When ‘Aquitania’ anchored off Fremantle for one night on 15 Jan 1942 George was one of several hundred boys from 2/4th who defied orders, jumped ship, intent on seeing their families before they went to war.  George was one of about 100 men unable to reboard before ‘Aquitania’ sailed for Singapore the following day.
This group of well-trained machine gunners sailed for Singapore a few weeks later – however their ship was diverted away from Singapore as it was about to fall to Japan.  They were landed in Java where he joined ‘Blackforce’.  With barely a chance to fight the invading Japanese army the local Dutch East Indies forces capitulated and all nationalities were taken POW of Japan about 8 March 1942.
He sailed from Java with ‘A’ Force Java Party 4, Williams Force  heading for the Burma end of the Burma-Thai Railway.  Because of the 2/2nd Pioneers engineering skills, Williams Force worked and moved frequently, often working all day then ordered to march through the night to a new location and immediately beginning work in the morning.   He was evacuated ill on 25 March 1944 to Kanchaburi Hospital Camp No 3.

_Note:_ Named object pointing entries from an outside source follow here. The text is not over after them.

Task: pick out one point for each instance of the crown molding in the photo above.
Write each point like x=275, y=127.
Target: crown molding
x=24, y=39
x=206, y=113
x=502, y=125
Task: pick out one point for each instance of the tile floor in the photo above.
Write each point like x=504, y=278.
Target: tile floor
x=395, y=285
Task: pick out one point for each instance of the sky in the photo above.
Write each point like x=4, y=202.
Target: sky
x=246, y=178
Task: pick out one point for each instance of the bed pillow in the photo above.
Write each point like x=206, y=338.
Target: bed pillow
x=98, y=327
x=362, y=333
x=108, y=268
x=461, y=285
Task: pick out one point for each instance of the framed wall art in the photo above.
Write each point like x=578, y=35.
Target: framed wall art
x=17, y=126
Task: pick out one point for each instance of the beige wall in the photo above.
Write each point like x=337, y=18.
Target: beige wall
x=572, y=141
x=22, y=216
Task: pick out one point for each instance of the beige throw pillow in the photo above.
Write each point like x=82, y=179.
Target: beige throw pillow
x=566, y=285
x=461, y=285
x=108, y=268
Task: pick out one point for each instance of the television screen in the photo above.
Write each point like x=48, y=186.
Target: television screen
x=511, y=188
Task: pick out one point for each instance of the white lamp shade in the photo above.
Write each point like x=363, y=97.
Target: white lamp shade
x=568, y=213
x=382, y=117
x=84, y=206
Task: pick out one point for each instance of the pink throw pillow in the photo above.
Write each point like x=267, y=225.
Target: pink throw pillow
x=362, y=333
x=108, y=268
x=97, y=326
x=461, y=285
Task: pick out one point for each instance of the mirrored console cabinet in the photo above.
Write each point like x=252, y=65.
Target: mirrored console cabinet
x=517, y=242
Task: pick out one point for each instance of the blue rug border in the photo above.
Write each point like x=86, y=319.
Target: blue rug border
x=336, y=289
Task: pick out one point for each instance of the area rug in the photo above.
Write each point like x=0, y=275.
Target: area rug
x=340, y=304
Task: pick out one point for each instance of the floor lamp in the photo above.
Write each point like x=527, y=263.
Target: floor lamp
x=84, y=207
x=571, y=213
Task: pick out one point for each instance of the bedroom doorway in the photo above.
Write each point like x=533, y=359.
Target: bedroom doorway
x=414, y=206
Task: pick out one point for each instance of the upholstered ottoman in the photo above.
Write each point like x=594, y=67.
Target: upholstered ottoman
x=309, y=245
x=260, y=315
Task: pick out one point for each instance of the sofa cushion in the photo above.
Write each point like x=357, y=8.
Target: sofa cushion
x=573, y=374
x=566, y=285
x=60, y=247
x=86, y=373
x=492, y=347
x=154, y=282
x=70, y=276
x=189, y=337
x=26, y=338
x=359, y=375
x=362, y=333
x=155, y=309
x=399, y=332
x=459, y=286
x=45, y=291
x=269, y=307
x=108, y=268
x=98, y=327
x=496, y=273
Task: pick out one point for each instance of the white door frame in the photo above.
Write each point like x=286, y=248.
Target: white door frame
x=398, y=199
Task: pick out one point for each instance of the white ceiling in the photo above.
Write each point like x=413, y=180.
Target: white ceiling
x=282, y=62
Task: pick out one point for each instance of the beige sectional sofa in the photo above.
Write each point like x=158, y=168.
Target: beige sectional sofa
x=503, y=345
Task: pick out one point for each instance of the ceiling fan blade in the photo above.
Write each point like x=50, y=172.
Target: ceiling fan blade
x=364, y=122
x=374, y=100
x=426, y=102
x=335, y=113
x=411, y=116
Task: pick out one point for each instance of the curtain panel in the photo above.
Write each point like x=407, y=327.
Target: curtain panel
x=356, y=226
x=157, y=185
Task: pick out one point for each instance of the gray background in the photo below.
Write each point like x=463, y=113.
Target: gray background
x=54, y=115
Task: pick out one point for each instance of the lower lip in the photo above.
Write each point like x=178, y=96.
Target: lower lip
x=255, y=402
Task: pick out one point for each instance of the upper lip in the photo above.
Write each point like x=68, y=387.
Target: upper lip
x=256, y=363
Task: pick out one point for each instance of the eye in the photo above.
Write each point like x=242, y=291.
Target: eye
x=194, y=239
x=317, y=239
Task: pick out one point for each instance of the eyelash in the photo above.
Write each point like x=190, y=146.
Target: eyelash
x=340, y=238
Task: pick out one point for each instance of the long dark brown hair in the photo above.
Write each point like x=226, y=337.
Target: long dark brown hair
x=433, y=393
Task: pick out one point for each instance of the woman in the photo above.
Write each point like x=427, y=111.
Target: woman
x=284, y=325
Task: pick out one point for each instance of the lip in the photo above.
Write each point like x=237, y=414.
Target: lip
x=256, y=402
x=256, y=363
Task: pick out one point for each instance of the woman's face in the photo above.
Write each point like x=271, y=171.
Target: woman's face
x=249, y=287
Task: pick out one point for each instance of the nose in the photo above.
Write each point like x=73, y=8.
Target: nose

George was recovered from hospital in Bangkok at the end of the war where he was being treated for chest and cough problems.
After the war.
George had been working for two weeks at Deanmill (mostly known as Timber Mill Number 1 – one of three state government owned timber mills) 5 kms from Manjimup.   Deanmill was heavily involved in the production of timber railway sleepers for the Trans-Australia Railway.  He was working with a fettling gang using a press to straighten iron and accidently stepped backwards off a stack of sleepers about 4 feet high injuring his back when he fell onto a length of rail suffering internal injuries.    It was reported George felt no immediate discomfort, however soon complained of illness and was taken to Manjimup Hospital.
George died some hours later.  A later post mortem revealed no abnormalities.
During Feb the previous year (1949) Glass was in Fremantle Court charged with vagrancy.  He had been found sleeping rough in Reserve Park, Fremantle.  The Magistrate had made enquiries about Paddy.  At Court he said Glass had ‘lost his way’.  The RSL offered to assist Paddy and the charges were dropped.



Paddy had come to WA alone as a 22 year old.  He recorded his NOK as a sister who was living in Ireland.  It is believed he had no known relatives and had never married.